Percy deu um soco de leve no braço de Noah, o rosto vermelho.
— Cala a boca, Noah.
— É sério! — continuou o filho de Athena, rindo. — "A palavra final é dele"? Vocês estão ferrados se dependerem do cérebro desse aqui para estratégias de longo prazo. Ele mal consegue decidir qual sabor de suco quer no café da manhã.
— Eu decido sim! — protestou Percy. — Azul. Sempre azul.
Annabeth observava a interação, o coração ainda um pouco apertado. Ela percebeu que, embora soubesse muito sobre mitos e monstros, havia uma parte de Percy que pertencia apenas a Noah — o passado, as piadas internas, o conforto de alguém que o conhecia antes de ele ser um herói.
— Então... — começou Clarisse, cruzando os braços e olhando para Percy com uma nova intensidade. — O "garoto novo" vai ser o nosso líder?
Percy engoliu em seco, olhando para as próprias mãos, que ainda não tinham os calos de batalha que vira na tela. Ele se sentia pequeno, incapaz de imaginar como chegaria àquele ponto.
Noah, percebendo o desconforto do amigo, passou o braço pelos ombros de Percy, puxando-o para perto de um jeito protetor que não passou despercebido por ninguém.
— Ele vai ser o que ele quiser — disse Noah, o tom de voz subitamente sério, os olhos cinzas brilhando com uma inteligência afiada que raramente mostrava. — Mas se eu fosse vocês, não apostaria contra ele. Eu o vi vencer valentões o dobro do tamanho dele na escola sem nem usar uma espada. Imagine o que ele vai fazer quando aprender a usar esse palito de dente que ele chama de caneta.

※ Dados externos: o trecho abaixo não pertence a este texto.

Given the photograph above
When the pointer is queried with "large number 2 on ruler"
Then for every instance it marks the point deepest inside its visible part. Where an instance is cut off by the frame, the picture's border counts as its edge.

Percy sorriu, sentindo um pouco da tensão deixar seus ombros. Não importava o quão assustador fosse o futuro, ou o peso que ele teria que carregar. Ele sabia que, enquanto Noah estivesse ali para fazer uma piada idiota ou segurar sua mão quando o mundo estivesse desmoronando, ele daria um jeito de sobreviver.
— Vamos sair daqui — sussurrou Noah no ouvido de Percy. — Esse clima de "profecia e destino" está me dando fome. E eu tenho certeza de que vi algumas ninfas escondendo brownies na cozinha.
— Você vai me meter em encrenca no primeiro dia? — perguntou Percy, já se levantando.
— É para isso que servem os melhores amigos, Cabeça de Algas. Para o que der e vier.
Enquanto os dois saíam da sala, deixando para trás um grupo de semideuses atônitos e uma Annabeth pensativa, Percy sentiu que, talvez, o peso do céu não fosse tão pesado assim se ele não tivesse que carregá-lo sozinho.